Selasa, 11 Februari 2014

Meneropong Tayangan Infotainment di Media

Andakah salah seorang penggila infotaiment? atau mungkin ibu anda? tante? om? bapak? adik? atau mungkin kakak anda? Apa yang sebenarnya Anda cari dari "pemberitaan" di infotainment. Ingin tahu gosip? update dan gaul? atau mungkin kepo saja, seperti kebanyakan anak gaul mengistilahkannya? 

Untunglah sejak dahulu kala saya tidak begitu kepo dengan urusan pribadi para artis. Lalu di suatu hari yang sudah lumayan lama, saya membaca sebuah buku karya prof andalan saya, Prof Deddy Mulyana, makinlah saya tidak melirik infotainment dengan tujuan semata-mata meng-kepoi artis. Oke, sekali lagi saya kurang kepo.Bagaimana dengan Anda? 

Prof Deddy pun membuat tulisan itu sebab pernah menonton infotainment pastinya, tapi bukan untuk meng-kepoi artis, tapi lebih kepada mengkritisi. Demi kemaslahatan ilmu pengetahuan. Halah. Saya tidak memaksa anda untuk menyetujui apa yang dikatakan prof. Deddy dan yang menjadi keyakinan saya pula.

Tak bisa dipungkiri bahwa infotainment yang populer disebut gosip itu adalah sebuah keniscayaan di setiap pijakan bumi. Namun adakah kita menyadari keberadaan infotainment di Indonesia kian membabibuta? Bahkan hampir tak kenal waktu. Bisa jadi hal ini disebabkan sifat budaya kita yang senang mengidolakan orang lain. Indonesia cenderung menganut budaya kolektivis. Dalam masyarakat kolektivis, Prof Deddy mengatakan diri (self) tidak bersifat unik atau otonom, melainkan lebur dalam kelompok (keluarga, klan, kelompok kerja, suku bangsa, dsb). Keberhasilan individu adalah keberhasilan kelompok, kegagalan individu pun kegagalan kelompok. 

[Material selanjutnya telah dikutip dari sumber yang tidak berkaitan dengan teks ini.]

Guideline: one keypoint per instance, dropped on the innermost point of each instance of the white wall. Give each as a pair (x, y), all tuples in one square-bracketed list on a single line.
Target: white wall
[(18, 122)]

Sebetulnya, budaya kolektivis itu baik, hanya saja jika segala hal kemudian dikolektifkan, maka nampaklah efeknya pada pemujaan yang berlebihan. manusia kolektivis  sangat peduli dengan peristiwa-peristiwa yang menyangkut kelompoknya. Sebab itu bertumbuh suburlah gosip di kalangan kolektivis. Pada akhirnya infotainment memperluas kegemaran masyarakat kita untuk bergosip. 

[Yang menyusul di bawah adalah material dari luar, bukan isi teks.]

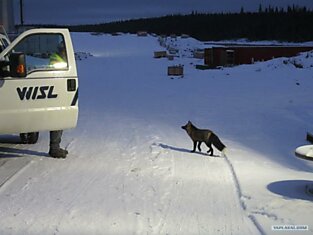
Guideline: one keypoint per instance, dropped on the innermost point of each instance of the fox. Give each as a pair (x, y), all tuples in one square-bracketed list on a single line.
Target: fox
[(203, 135)]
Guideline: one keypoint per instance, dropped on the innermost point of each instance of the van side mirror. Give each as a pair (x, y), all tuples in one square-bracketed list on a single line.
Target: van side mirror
[(17, 65)]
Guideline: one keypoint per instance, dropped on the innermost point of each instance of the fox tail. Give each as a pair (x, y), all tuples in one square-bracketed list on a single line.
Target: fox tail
[(217, 142)]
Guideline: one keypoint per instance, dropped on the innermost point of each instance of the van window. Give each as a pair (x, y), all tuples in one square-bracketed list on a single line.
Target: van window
[(43, 52)]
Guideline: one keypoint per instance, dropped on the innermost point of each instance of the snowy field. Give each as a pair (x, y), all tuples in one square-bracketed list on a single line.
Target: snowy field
[(130, 170)]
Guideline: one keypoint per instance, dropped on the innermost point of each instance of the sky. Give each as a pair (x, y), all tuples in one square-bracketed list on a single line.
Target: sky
[(95, 11)]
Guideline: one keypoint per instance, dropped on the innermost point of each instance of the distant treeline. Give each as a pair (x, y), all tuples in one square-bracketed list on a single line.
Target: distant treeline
[(293, 24)]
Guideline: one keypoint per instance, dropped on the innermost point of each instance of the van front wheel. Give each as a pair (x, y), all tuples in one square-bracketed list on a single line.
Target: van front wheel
[(29, 138)]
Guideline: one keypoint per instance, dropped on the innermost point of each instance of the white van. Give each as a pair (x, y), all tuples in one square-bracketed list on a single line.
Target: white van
[(36, 95)]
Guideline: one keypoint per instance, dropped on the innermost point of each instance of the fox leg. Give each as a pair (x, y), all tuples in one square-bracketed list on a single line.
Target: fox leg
[(199, 144), (210, 151), (194, 146)]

Lebih jauh prof Deddy menjelaskan bahwa masyarakat kolektivis lebih menyenangi hubungan vertikal (atasan-bawahan). Dengan kata lain, masyarakat koletivis lebih menerima perbedaan kekuasaan. Baik atasan maupun bawahan, senang menjaga jarak kekuasaan. Lalu budaya yang menjaga jarak kekuasaan yang tinggi, menggunakan pandangan Hofstede, adalah budaya maskulin. Sebab ini pula, masyarakat kita cenderung mengidolakan orang lain secara berlebihan. Artis menjadi salah satunya.

Jika kembali meneropong keberadaan infotaiment sebagai salah satu sajian informasi, mari menilik kembali bagaimana seharusnya penyajian informasi yang kemudian dikaitkan dengan ajaran Islam, yang bahkan kristen dan yahudi sekalipun kaya akan  resep-resep tentang bagaimana berkomunikasi dengan orang lain serta memberitakan kehidupan mereka. Dalam Islam sendiri, Al-Qur'an mengajarkan kita agar melakukan Qaulan Sadidan (perkataan yang benar). Pula al-qur'an mengajarkan kita agar berbaik sangka dan mengecek kebenaran suatu berita (tabayyun), berkata yang benar (jangan berbohong), jangan memperolok-olok orang lain, serta jangan bergosip atau membicarakan keburukan orang lain (ghibah).

Lalu bagaimana dengan fenomena infotainment yang membabi buta saat ini? Faktakah yang disebarkannya? Belum tentu, sering kali penyajiannya lekat dengan kata "diduga", "mungkin", "kabarnya", dsb yang pada akhirnya menuntun penonton untuk mengandai-andai. Lebih parahnya, yang disajikan adalah kehidupan pribadi seperti perceraian, perseteruan, dst  yang sama sekali tak perlu diketahui banyak orang. 

Sebetulnya yang dikhawatirkan dalam dunia pergosipan adalah keidentikannya dengan kebohongan yang tentunya dilarang oleh agama.

*Mari mengembalikan keputusan kepada diri pribadi kita masing-masing. Jika media sibuk menceritakan keburukan orang lain, maka mari kita sibuk memperbaiki diri.